Nach dem Scheitern des ersten Verfassungsvertrages bei Volksabstimmungen in Frankreich und in den Niederlanden ist jetzt der Lissabon-Vertrag während der tschechischen Präsidentschaft im ersten Halbjahr 2009 im Mittelpunkt des Interesses. Das Nein der Iren in einem Referendum beeinflusst auch die Diskussion in Tschechien. Das Parlament hat inzwischen am 18. Februar 2009 mit 125 Ja-Stimmen ratifiziert, der Senat als zweite Kammerberät noch. Während unseres Besuches hatten wir Gespräche mit Senatoren, auch dem Vorsitzenden des Europaausschusses des Senats, Senator Ludek Sefzig. Der tschechische Senat sorgt sich um die Subsidiarität und die Identität. Wir versuchten klar zu machen, dass der Lissabon-Vertrag die Rolle der nationalen Parlamente und die Rolle der Regionen einschließlich der Kommunen in der Europäischen Union stärkt. Am gleichen Tag erlebten wir eine stürmische Sitzung des tschechischen Parlamentes, in der der Ministerpräsident Mirek Topolanek mehrfach das Wort in einer Geschäftsordnungsdebatte ergreifen musste. Die Mehrheitsverhältnisse, die in einer Pattsituation grundsätzlich kritisch waren, erschienen uns zunehmend unklar. Die Regierung ist mehr als labil.
Ministerpräsident Dr. Günther Beckstein hatte vor, in die Tschechische Republik zu reisen. Am 17. Oktober 2007 war es bereits anlässlich des Länderspiels Deutschland: Tschechische Republik zu einem Treffen mit Ministerpräsident Mirek Topolanek in der Allianz Arena gekommen. Das Treffen fand in einer herzlichen und aufgeschlossenen Atmosphäre statt. Die Mannschaft der Tschechischen Republik gewann 3:0 gegen Deutschland. Nach der Landtagswahl 2008 hat der neue Bayerische Ministerpräsident Horst Seehofer in der Kontinuität zu Günther Beckstein seinen Besuch in Prag angekündigt.
Wir hoffen, dass die Tschechische Republik ihre Präsidentschaft im ersten Halbjahr 2009 erfolgreich weiter gestaltet.

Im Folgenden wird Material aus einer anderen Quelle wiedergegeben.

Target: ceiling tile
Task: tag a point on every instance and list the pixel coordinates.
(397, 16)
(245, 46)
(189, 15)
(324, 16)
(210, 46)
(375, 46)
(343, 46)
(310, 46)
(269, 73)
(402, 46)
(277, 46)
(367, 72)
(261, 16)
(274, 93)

In dem in München geplanten NS-Dokumentationszentrum wird eine ausführliche Ausstellung zu den Münchner Verträgen zu sehen sein. Die Gedenktafel an die Unterzeichnung der Münchner Verträge, die ich gerne schon im Jahr 2008 angebracht hätte, wird im Zusammenhang mit dem NS-Dokumentationszentrum realisiert.
Wir wünschen uns, dass die tschechische Schwesterpartei ODS noch einmal über ihre Ankündigung, nach der Europawahl am 7. Juni nicht mehr in die Fraktion der Europäischen Volkspartei einzutreten, nachdenkt. Eine starke Volkspartei der Mitte mit tschechischer Beteiligung wäre für die weitere Entwicklung der Europäischen Union ein Fundament mit Zukunft. Wir hoffen auch, dass der Lissabon-Vertrag sobald wie möglich ratifiziert wird. Dieser Vertrag macht Europa bürgernäher und demokratischer. Der Raum des Friedens, der Freiheit und des Rechtes wird stabiler und damit auch das bayerisch/tschechische Verhältnis. Die Ackermann Gemeinde hat zu dieser Entwicklung einen gewaltigen Beitrag geleistet.